Another interesting problem was raised that has a much tighter user base but exposes an interesting problem. In case we don’t want to use wheels, and we provide only via source distribution, how should we resolve the problem of how we provide the build backend’s build backend? For example, setuptools packages itself via setuptools. So were setuptools specify this via PEP-517, the build frontend would be put inside an infinite loop.

To install the library pugs it would first try to create an isolated environment. This environment needs setuptools, so the build frontend will need to build a wheel to satisfy it. The wheel build would itself trigger the creation of an isolated environment, which has build dependency again setuptools.

How to break this loop? Mandate all build backends must be exposed as wheels? Allow backends that can build themselves? Should these self-build backends allow to take on dependencies?
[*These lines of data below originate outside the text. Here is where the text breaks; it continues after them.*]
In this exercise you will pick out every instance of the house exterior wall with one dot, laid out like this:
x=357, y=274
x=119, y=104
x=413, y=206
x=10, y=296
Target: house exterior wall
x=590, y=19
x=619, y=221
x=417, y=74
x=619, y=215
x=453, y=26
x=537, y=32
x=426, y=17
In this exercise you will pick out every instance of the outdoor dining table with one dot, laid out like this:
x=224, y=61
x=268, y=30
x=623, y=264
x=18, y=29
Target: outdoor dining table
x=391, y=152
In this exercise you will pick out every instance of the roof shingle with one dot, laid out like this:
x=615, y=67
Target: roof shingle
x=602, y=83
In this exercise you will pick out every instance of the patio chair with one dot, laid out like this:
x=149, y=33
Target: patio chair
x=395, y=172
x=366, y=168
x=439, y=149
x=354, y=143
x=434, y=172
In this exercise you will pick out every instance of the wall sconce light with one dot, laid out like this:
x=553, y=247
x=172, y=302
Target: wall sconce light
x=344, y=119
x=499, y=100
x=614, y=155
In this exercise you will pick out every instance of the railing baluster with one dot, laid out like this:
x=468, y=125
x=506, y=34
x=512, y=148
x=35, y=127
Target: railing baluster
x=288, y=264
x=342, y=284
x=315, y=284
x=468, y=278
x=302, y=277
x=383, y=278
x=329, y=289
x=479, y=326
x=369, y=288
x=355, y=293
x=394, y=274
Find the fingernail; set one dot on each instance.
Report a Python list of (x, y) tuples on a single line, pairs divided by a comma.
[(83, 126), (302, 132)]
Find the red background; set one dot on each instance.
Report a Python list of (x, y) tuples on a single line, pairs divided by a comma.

There’s a long discussion with various options, pros and cons, so if you’re interested, make sure to head over the python Discourse board and give your opinion.

Conclusion

Packaging is hard. Improving a packaging system without any breakage where users can write and run arbitrary code during the packaging in their free time is probably impossible. With PEP-518, though now build dependencies are explicit and build environments easy to create. With PEP-517, we can start moving into a more declarative packaging namespace that allows less space for users to make mistakes and provide better messages when things inevitably go wrong. Granted, as we go through these changes, some packages might break, and we might disallow some practices that worked until now. We (PyPa maintainers) don’t do it in bad faith, so when errors do pop up please do fill in a detailed error report with what went wrong, how you tried to use it, and what is your use case.

We’re trying to improve the packaging ecosystem genuinely. As such, we’ve created the integration-test repository, as an effort to ensure that in the future, we can catch at least some of these edge cases before they land on your machine. If you have any suggestion or requirements for any part of the packaging feel free to start a discussion on the Discuss Python forums packaging section, or open an issue for the relevant tool at hand.

That’s all for now. Thanks for reading through it all! I would like to thank Paul Ganssle for reviewing the packaging series post, and Tech At Bloomberg for allowing me to do open source contributions during my working hours.